Compare it to a photograph of myself. What makes that a depiction of me? I can think of two things:
i) It was actually taken of me. I really am the person in the photograph. I sat for that portrait (as it were).
ii) On a related note, it corresponds to what I look like (at the time the photo was taken). It’s a representational depiction of my actual appearance. There’s a direct correlation between me and the photographic image.
Indeed, that’s one reason our society requires photo I.D. for various transactions. To prove your true identity.
Yet that’s the polar opposite of why some Christians object to depicting Jesus. So in which sense is an ostensible picture of Jesus picturing Jesus?
In that case it’s not objective but subjective. Symbolic. Psychological. And that has two aspects:
i) Artistic intent. The artist intends to depict Jesus.

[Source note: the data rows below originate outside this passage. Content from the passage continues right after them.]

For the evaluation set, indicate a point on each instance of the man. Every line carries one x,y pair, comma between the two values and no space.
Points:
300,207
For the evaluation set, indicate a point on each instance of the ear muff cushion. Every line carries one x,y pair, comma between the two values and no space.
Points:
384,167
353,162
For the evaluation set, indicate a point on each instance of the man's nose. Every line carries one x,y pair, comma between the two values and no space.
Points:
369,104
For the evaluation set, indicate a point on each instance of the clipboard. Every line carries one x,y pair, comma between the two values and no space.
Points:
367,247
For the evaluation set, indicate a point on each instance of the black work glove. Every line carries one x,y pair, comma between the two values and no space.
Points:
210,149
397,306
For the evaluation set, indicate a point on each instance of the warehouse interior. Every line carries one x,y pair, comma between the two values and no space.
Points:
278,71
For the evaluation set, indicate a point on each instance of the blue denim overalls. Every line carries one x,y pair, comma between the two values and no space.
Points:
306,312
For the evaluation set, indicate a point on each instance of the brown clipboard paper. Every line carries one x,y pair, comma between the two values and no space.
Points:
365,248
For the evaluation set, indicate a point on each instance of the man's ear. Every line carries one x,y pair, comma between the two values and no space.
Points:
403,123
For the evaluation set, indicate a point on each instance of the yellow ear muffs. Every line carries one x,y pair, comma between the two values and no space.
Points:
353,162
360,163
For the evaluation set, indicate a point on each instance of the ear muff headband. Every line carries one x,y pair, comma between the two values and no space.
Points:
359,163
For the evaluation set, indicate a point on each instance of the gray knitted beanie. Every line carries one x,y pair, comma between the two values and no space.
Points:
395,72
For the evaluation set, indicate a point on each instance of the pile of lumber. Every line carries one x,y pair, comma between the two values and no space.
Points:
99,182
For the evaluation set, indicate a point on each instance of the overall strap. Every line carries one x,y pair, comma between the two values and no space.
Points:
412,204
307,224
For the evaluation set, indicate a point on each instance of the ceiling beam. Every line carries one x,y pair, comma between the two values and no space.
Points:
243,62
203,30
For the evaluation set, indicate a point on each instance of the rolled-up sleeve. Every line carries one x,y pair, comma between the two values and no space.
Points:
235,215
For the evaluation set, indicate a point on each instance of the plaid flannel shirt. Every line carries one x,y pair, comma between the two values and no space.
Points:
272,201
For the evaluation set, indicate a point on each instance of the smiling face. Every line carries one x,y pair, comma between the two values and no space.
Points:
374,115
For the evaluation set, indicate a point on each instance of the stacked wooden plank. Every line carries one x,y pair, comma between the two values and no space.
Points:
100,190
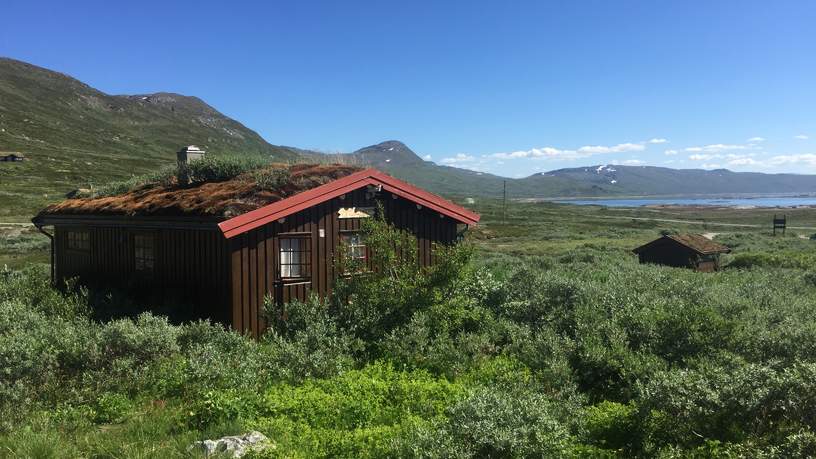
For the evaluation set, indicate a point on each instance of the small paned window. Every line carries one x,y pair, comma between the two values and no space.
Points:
79,241
295,257
144,255
356,250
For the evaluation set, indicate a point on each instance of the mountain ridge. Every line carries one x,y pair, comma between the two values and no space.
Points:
76,136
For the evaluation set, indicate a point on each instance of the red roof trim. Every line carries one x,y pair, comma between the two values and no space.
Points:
259,217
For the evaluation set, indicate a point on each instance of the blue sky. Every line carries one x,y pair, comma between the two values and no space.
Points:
506,87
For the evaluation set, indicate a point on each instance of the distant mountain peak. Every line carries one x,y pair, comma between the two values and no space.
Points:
388,153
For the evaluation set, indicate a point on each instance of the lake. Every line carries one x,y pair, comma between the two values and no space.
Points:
739,202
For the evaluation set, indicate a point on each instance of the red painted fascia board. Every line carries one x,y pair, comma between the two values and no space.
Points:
245,222
259,217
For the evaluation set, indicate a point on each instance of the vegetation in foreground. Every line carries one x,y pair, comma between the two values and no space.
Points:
572,350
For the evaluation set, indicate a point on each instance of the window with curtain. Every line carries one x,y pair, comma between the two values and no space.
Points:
295,258
143,252
356,250
79,241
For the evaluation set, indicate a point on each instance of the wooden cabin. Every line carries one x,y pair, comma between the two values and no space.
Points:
693,251
222,247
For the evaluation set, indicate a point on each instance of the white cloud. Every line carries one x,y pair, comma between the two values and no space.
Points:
459,158
545,152
780,160
744,162
619,148
717,147
629,162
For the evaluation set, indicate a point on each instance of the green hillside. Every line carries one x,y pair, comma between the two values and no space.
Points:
74,135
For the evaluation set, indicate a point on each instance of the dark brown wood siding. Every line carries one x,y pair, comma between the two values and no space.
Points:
669,253
255,254
190,266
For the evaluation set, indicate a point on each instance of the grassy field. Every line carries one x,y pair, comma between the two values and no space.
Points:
550,340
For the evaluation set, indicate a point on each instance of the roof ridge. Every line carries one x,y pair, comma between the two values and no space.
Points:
370,176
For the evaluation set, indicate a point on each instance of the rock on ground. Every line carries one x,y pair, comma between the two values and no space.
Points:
235,446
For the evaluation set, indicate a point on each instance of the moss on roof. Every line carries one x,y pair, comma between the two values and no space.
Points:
246,192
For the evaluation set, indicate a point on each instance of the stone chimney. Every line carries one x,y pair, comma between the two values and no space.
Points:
185,156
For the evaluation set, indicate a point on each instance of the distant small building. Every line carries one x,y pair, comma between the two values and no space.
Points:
683,251
11,156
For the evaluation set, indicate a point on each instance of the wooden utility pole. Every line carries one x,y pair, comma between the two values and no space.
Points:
780,223
504,203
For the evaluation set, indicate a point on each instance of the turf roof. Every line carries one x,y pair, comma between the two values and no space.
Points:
217,199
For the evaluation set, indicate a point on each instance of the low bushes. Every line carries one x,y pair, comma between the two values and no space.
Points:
542,357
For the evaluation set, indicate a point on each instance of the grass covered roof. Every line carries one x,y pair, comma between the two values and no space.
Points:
218,187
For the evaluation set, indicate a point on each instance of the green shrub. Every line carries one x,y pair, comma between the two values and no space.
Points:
306,341
112,408
612,425
222,168
492,423
221,406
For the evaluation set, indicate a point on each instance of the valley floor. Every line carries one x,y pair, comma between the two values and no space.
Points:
554,342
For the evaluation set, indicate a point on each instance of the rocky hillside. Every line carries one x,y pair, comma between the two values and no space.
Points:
74,135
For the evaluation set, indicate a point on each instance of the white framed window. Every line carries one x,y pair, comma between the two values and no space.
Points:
144,255
356,250
79,241
295,257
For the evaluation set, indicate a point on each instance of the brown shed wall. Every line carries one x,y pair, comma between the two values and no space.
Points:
191,266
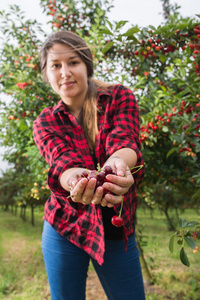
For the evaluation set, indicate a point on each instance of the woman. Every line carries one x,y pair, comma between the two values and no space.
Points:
93,123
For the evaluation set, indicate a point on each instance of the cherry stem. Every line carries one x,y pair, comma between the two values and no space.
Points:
138,168
120,212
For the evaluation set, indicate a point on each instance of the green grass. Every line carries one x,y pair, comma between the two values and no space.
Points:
170,276
23,276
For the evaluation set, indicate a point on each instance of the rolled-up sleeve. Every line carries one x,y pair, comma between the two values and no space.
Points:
126,126
59,153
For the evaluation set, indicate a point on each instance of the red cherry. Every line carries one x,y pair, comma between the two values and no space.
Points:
84,174
101,177
117,221
108,170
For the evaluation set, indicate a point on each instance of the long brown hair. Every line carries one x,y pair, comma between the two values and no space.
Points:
89,111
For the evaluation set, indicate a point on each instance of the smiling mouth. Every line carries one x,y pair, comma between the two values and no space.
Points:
68,84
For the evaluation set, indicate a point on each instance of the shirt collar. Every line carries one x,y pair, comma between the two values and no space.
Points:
62,107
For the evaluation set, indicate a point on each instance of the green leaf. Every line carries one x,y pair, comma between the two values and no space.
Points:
131,31
190,242
184,258
182,222
165,129
109,23
192,224
152,27
163,58
171,244
171,151
120,24
106,31
107,47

ii) The viewer understands the picture to be a representation of Christ.
But that’s complicated.
Suppose a Renaissance painter uses an Italian male model to pose for his “picture of Jesus.” Is that a picture of Jesus? Or is that a picture of the man who posed for the painting? The depiction is literally a portrait of some Italian dude from the 16C. A picture of someone who isn’t Jesus, that’s meant to signify Jesus.
Likewise, artistic recognition is culturally conditioned. You need to know the code. If you grow up in an Eastern Orthodox country, you recognize iconographic depictions of Jesus. But if you were an artistically illiterate tourist, you might not realize who it stands for.
Or take the Warner Sallman’s “Head of Christ.” Is that a picture of Jesus? In a society where lots of folks are unchurched, you could do one of those man-on-the-street interviews, showing the picture to random pedestrians, and I expect many of them would shrug their shoulders or name some pop musician. Is that Jesus–or is that Mark Wahlberg in Rock Star?
Is it still a picture of Jesus if you don’t know who it’s meant to represent? And, remember that this is different from a photograph of someone you don’t know.
To be a picture of Jesus for the viewer, the viewer must mentally transfer or reassign the image to Jesus. A psychological projection. A fictitious predication.